The Travelling Cat Chronicles, by Hiro Awikawa (Random House UK, 2017)
In The Travelling Cat Chronicles, the reader is introduced to Nana, a male cat with an odd name. The name is given to him by Satoru, the man who saves Nana’s life after a bad car accident. The two become fast friends and live together until, for reasons that aren’t explained until much later in the book, Satoru needs to give Nana away.

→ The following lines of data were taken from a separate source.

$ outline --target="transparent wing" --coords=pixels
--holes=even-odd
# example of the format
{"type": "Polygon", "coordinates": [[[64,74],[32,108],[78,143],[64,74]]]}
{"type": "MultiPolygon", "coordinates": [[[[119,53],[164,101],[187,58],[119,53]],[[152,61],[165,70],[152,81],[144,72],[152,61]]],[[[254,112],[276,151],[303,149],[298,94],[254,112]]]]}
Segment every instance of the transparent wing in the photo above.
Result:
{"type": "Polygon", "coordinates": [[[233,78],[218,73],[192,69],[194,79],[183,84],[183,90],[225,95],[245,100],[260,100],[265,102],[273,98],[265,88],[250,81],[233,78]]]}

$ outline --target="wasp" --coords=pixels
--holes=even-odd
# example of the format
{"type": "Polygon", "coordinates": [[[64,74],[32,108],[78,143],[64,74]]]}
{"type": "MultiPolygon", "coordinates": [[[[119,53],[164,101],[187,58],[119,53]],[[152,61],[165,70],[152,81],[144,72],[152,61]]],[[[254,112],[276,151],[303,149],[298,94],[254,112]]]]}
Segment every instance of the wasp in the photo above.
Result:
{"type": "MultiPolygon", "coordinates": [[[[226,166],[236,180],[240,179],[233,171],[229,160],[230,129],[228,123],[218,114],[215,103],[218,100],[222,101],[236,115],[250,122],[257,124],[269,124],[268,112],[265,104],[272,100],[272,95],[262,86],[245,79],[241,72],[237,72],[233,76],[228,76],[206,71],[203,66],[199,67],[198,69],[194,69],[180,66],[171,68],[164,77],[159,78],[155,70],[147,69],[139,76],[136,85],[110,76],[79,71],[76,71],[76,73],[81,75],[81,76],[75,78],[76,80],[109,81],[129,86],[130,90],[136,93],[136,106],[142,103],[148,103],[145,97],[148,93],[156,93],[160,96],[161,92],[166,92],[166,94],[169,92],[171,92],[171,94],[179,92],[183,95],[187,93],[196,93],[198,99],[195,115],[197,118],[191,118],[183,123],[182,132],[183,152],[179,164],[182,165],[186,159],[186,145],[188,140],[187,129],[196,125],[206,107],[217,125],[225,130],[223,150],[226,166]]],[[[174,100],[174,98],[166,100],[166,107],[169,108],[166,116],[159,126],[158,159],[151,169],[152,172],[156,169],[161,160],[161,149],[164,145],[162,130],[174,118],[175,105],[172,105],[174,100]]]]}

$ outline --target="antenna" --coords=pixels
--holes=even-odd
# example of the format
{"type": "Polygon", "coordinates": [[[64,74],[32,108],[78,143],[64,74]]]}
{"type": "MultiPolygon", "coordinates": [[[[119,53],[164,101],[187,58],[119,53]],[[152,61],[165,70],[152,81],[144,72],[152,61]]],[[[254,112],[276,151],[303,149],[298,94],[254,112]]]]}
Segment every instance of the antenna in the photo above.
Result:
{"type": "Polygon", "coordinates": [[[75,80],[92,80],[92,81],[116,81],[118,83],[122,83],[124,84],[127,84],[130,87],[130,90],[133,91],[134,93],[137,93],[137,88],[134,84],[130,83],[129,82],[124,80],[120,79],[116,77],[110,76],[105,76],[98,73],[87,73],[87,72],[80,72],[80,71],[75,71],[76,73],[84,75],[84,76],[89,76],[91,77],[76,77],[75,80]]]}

We are taken on a beautiful journey across Japan as Satoru drives his silver van with Nana sitting beside him, nose pressed up against the window. It is mostly Nana who narrates the story, telling us what he sees as they go from place to place. On their journey, Satoru seeks three old friends and asks them to take in his beloved pet cat, but he won’t tell them why he needs to give Nana up, either.
As we follow this journey, the narrative becomes more complex and takes us into Satoru’s past, to his tragic childhood as it intertwines with the lives of his three friends. Finally, after deciding that none of his friends can take Nana from him, he goes to his Aunt Noriko, who raised him as a young boy. From here I will give no more plot details to avoid spoiling the book.
This novel is heart-wrenching and yet often incredibly funny. It is also inspiring, as it shows us the very best of life – the love between people, and between humans and animals. Satoru is an almost angelic figure, and the cat’s devotion to him, in turn, is admirable. I particularly enjoyed the cat’s perspective, which the author attempts to give yet at the same time compelling his narrator to do the seemingly inexplicable things that cats do. The result is a warm and funny novel.